DEVGUIDE.md

Compiler Structure and Development Guide

Feersum is a .NET compiler. It is built using a mixture of F#, C#, and Scheme. The compiler itself lives in the src/Feersum project and is an F# exectuable. The project structure is roughly as follows:

• src/ - Main compiler source code. These projects are packed and publisehd as NuGet packages.

• spec/ - Scheme files that cover compilation use cases. These files are used in two ways: First we parse them and assert that the parser produces the expected syntax tree; secondly we compile them and check that executing them produces the expected output. This is mainly driven by snapshot testing using the Snapper framework. These tests are run as part of dotnet test or can be run individually with the runspec.sh script.

  To update the snapshots after a change run dotnet test with the environment variable UpdateSnapshots set to true.

• test/ - .NET tests that cover parts of the compiler. This includes the stubs that run the spec/ tests in SpecTests.fs.

Compiler Strucutre

The compiler itself is split into 4 main passes: parse, bind, lower, and emit.

• Parse: In this phase we convert the input text into a stuctured tree of Syntax::AstNodes. Position information for each node is tracked. Missing nodes are stubed out with error information. This ensures that all source text should parse into some form of syntax tree.

• Bind: The raw syntax tree from the parse phase is converted into a semantic, or "bound" tree by the bind phase. We walk each node recursively binding inner parts of the tree. In this phase variables are resolved to storage locations (Storagerefs), special formas are recognised and handled by specific branches in the binder at this stage. Some minimal re-writing of the tree's structure takes place to better encode the semantics of the program.

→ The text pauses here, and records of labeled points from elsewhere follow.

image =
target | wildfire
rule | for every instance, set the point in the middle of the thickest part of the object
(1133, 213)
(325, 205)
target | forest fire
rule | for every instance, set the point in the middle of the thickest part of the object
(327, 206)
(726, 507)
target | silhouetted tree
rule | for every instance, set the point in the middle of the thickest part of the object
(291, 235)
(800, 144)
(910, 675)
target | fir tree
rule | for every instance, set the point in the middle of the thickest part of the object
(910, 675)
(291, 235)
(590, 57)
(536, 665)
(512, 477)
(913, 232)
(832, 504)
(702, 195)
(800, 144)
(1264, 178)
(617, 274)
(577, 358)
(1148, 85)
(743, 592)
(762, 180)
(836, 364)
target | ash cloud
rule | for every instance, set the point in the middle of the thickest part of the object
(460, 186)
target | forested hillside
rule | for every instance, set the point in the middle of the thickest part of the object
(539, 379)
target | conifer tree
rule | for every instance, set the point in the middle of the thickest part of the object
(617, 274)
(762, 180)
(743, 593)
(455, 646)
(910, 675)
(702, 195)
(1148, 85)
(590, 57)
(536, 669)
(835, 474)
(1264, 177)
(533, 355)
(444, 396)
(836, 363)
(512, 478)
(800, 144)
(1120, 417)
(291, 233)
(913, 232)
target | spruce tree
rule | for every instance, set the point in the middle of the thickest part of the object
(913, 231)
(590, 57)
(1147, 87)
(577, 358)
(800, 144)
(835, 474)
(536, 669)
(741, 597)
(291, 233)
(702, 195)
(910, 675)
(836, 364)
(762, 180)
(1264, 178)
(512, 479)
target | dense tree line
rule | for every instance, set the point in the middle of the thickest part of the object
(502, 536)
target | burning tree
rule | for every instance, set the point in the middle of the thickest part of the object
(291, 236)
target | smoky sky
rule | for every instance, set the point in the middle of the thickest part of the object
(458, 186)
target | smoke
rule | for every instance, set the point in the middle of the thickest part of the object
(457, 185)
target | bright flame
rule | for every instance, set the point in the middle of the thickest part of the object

  In the bind phase we also identify captrued variables but don't move their storage locations into environment slots. This takes place later in the Lower phase.

• Lower: In thise phase references to captured variables are re-written to refer to their environment location. This ensures that all captured values are hoisted into the environment immeidately on entering a scope rather than lazily at the point of use. An introduction to this process is available on my blog.

  The lower phase also performs some other transforms to simplfiy some areas of the tree before IL code is emitted.

• Emit: The final phase of the compiler is to write out .NET Common Intermediary Language (CIL) bytecode to an Assembly. To perform this task we use the Mono.Cecil library to create an assembly definition. Again we walk the tree recursively and emit types and bytecode as we go.

  As scheme is a runtime typed language all Scheme values must live in object variables or fields. We represent global scheme values as public static fields. Private definitions that don't escape the given block and aren't captured live as locals. For captured values a slot index into an object[] in the Envrionment type is used.

  Methods without a closure are emitted as static methods. Methods with a clousre are emitted as instance methods on the Enrivonment type.

  All function calls are typed as calls to Func<object[], object>. When a Scheme function is emitted a companion thunk is also generated that unpacks the arguments array from the object[] and calls the real implementaiton.